Pristina, Yugoslavia - Diplomats said Saturday they would recommend that the United Nations Security Council renew a resolution governing Kosovo when plans for the province's future come under review in June.


Anwarul Chowdhury of Bangladesh, the head of a mission of eight diplomats who wrapped up a visit to Kosovo on Saturday, said the UN mission was doing "good work." "It needs our backing in the Security Council," he said. "No useful purpose will be served by adapting or changing" the resolution governing Kosovo.

Chowdhury's remarks came on the same day that French peacekeepers clashed with rioting Serbs in the ethnically divided city of Kosovska Mitrovica.

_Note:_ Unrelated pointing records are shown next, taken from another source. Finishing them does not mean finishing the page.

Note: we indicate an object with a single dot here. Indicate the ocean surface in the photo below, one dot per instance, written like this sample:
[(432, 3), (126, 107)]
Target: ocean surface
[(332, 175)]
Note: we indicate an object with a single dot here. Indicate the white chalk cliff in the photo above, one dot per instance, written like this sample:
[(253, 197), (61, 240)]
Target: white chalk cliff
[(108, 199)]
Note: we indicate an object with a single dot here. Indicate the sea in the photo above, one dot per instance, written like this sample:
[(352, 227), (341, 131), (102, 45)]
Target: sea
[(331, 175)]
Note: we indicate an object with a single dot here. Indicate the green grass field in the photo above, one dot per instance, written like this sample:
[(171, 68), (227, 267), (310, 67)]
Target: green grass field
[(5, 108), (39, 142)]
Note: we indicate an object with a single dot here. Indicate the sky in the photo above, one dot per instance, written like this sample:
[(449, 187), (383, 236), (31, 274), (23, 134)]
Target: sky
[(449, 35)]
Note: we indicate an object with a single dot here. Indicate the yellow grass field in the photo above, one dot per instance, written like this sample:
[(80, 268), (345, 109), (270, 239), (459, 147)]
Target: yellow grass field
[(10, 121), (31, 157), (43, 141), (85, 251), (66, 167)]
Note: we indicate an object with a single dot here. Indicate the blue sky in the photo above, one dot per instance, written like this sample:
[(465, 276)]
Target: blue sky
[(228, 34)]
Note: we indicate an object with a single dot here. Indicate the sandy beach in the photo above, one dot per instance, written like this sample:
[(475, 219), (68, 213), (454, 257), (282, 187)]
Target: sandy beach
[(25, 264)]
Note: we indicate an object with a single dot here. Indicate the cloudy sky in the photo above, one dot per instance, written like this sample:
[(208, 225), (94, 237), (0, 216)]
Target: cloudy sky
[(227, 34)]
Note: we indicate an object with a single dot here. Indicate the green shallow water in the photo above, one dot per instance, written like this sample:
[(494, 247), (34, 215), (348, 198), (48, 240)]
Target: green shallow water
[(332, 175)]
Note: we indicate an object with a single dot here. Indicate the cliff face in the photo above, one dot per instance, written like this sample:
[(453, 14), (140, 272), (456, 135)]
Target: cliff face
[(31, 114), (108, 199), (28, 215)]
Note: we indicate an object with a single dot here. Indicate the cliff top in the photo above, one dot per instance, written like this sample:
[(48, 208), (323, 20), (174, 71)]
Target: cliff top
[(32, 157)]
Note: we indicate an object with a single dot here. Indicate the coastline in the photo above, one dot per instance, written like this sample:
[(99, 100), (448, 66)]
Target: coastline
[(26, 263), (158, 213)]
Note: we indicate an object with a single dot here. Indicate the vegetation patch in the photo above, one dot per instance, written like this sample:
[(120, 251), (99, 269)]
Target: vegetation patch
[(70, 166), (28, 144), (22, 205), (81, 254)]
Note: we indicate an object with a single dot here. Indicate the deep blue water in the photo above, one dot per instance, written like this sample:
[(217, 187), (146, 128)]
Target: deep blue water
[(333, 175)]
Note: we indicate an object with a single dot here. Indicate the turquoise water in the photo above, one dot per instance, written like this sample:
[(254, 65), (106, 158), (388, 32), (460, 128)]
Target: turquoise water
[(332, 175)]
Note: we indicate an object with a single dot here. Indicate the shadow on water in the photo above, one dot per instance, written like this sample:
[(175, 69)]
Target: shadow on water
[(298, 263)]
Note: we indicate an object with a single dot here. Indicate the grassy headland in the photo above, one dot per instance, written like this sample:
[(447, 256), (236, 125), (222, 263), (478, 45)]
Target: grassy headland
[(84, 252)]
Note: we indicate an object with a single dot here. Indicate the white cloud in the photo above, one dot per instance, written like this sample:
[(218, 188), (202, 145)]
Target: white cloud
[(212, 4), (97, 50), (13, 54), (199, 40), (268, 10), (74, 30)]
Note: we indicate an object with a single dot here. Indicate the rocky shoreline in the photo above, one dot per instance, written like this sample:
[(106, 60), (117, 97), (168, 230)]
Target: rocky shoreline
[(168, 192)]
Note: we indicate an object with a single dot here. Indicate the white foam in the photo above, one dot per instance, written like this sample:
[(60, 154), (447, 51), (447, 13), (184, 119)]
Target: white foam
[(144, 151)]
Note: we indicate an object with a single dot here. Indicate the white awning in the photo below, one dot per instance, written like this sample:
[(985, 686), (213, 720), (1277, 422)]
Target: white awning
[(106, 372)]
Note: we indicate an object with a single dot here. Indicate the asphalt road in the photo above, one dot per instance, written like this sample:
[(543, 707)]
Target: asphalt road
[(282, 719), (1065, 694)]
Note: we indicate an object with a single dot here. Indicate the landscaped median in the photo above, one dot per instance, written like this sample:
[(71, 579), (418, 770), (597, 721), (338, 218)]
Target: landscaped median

The Security Council resolution governing Kosovo was adopted last year after NATO launched a 78-day air attack to halt Yugoslav President Slobodan Milosevic's oppression of ethnic Albanians.

The resolution established a peacekeeping operation but said only that the goal was to establish "substantial autonomy and self-government" pending "a final settlement" of the province's status.

For ethnic Albanians, who make up more than 90 percent of Kosovo's people, the only acceptable "final status" is independence. Serbs still see their future as part of Yugoslavia. The top UN representative in Kosovo, Bernard Kouchner, has asked the Security Council to set clear goals.

In another reminder of the fragile nature of peace in Kosovo, French peacekeepers clashed with hundreds of Serbs on Saturday in a suburb of Kosovska Mitrovica, touching off a melee that destroyed a UN police car and damaged 17 other UN vehicles.

The riot began after peacekeepers brought about 80 ethnic Albanians to the predominantly Serb, northern part of the town to visit the homes they had fled last year. A standoff developed between the two groups, after the Serbs claimed that some of the Albanians were not former residents. "We sent some soldiers to keep the situation quiet," said Lt. Mathieu Mabin, a spokesman for French forces.